ACO Development Fatured in Accountable Care News (07.21.11)

Developing an ACO Between Two Competing Health systems  

May 2011
Article published in Accountable Care News June edition
By: Marcel Devetten, MD, Chief Quality Officer at The Nebraska Medical Center and board member of the Accountable Care Alliance

Long before the official announcement of any proposed rulemaking for the development of Accountable Care Organizations, the chief financial officers and directors of contracting for The Nebraska Medical Center and Methodist Health Partners realized they shared these common goals: looking for opportunities to improve quality and efficiency of care and to reduce costs.  In order to accomplish these goals, the health systems knew they needed to also improve alignment with physicians.

The new Accountable Care Act introduced the perfect vehicle to move forward. An ACO would allow physicians across different health care organizations to work together without violation of any federal or state laws. Thus the Accountable Care Alliance (ACA), a limited liability company, was formed on January 22, 2010, for the purpose of ‘creating and monitoring health care quality standards for participating hospitals and physicians.”

The ACA invited five physicians from each of the two partnering health systems to join the board of directors. The only non-physician members on the board are the CFO’s of the two health systems, assuring that the new ACA would be physician led and driven.

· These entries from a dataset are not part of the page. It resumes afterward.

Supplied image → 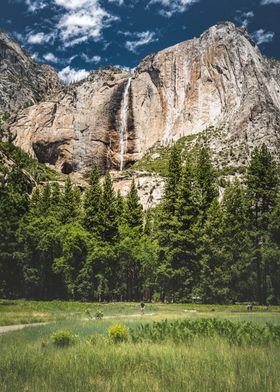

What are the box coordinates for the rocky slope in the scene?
[5,22,280,200]
[0,31,62,113]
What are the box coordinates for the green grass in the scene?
[1,316,280,391]
[1,302,280,391]
[1,300,280,326]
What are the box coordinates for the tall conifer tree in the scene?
[246,144,278,303]
[83,163,102,233]
[123,178,143,229]
[100,171,118,242]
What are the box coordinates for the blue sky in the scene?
[1,0,280,83]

Furthermore, rules were adopted to prevent one of the two health systems from dominating the decision making process. The board charged a medical management committee, chaired by the physician quality leaders of the two organizations, to develop and implement relevant quality metrics that would be widely supported by physicians across the two health systems and that could be used to improve patient care and outcomes.
 

The medical management committee began quality improvement projects for several high volume procedures and/or diagnoses, including hip and knee replacement surgery, common colorectal surgical procedures and percutaneous coronary interventions. In addition, a subcommittee studying the ambulatory care environment for appropriate quality measures was instituted. 

The medical management committee has taken  inventory of existing databases and data collection systems between the two health systems, and has decided that registries and databases initiated and supported by medical specialty and subspecialty groups (such as ACA, STS and NSQIP) could generally count on physician buy in, and were therefore best suited for comparisons between the partnering health systems.

The committee then invited physicians from the two health systems to sit around the table and compare existing care pathways that were utilized by the various physician groups practicing within the two systems. Interestingly, most physicians were eager to participate and fully supportive of the process. As a matter of fact, the extent of variation between different groups, both in established practice and in outcomes, were quite eye opening for many of the participating physicians.  

Another major discovery was the near complete absence of a pre-operative standardized evaluation in both health systems. Hospitalists and anesthesiologists met to develop pre-operative standards, rapidly identifying some significant gaps in the existing process, such as the lack of screening that hip/knee replacement surgery candidates were given for pre-existing sleep apnea. Within the group of orthopedic surgeons, the discussions focused predominantly on transfusion support and DVT prophylaxis. Existing evidence-based guidelines from relevant specialty groups were introduced in the discussion by the physician quality leaders, and were incorporated in consensus clinical pathways whenever possible.

The emerging consensus order sets were then reviewed by the nursing leadership of the two partners, to coordinate them to the nursing care plans.
Another major focus has been on reducing 30-day hospital readmissions.  The ACA has established procedures to review readmission processes and develop best practices. 

Some of those best practices include a new discharge plan for those at risk for readmission and a care transition plan that has been implemented for patients who are discharged to nursing home care or a skilled nursing facility. This follow-up care is helping to prevent a relapse of the patient’s condition requiring readmission back to the hospital.

Key to the success of the ACA progress has been communication with large and small groups of physicians about the goals and plans of the ACA. Several large meetings have been organized to introduce the concept to all interested physicians. In addition, written communication has been shared with physicians through newsletters and electronic media.

Once consensus pathways and order sets were developed, informational meetings were held with all specialty physicians affected by the pathway. Topics of discussion included use of the order set; outcome metrics comparing physicians using the standardized pathways and orders with physicians who did not; and sharing of any cost-savings resulting from a reduced use of resources and/or readmissions.
 

Discussions with payers to cover startup costs and share cost-savings have progressed steadily, with most payers expressing an interest to work with our ACO. The proposed rules for accountable care organizations under the CMS shared savings programs have been carefully studied, and several comments and requests for clarification have been submitted to CMS. We obviously have an interest in becoming an ACO under the CMS plan, and we anxiously await the issue of the final rules prior to any decision about an application. Meanwhile, we are very pleased by the cooperation and positive changes that have resulted from these very early steps towards better care integration.

We understand that there is still a ways to go towards the development of a well integrated health care delivery system, but we think that our physician driven model with its emphasis on quality (and without much discussion about costs) is very promising for improving care across our two health care systems.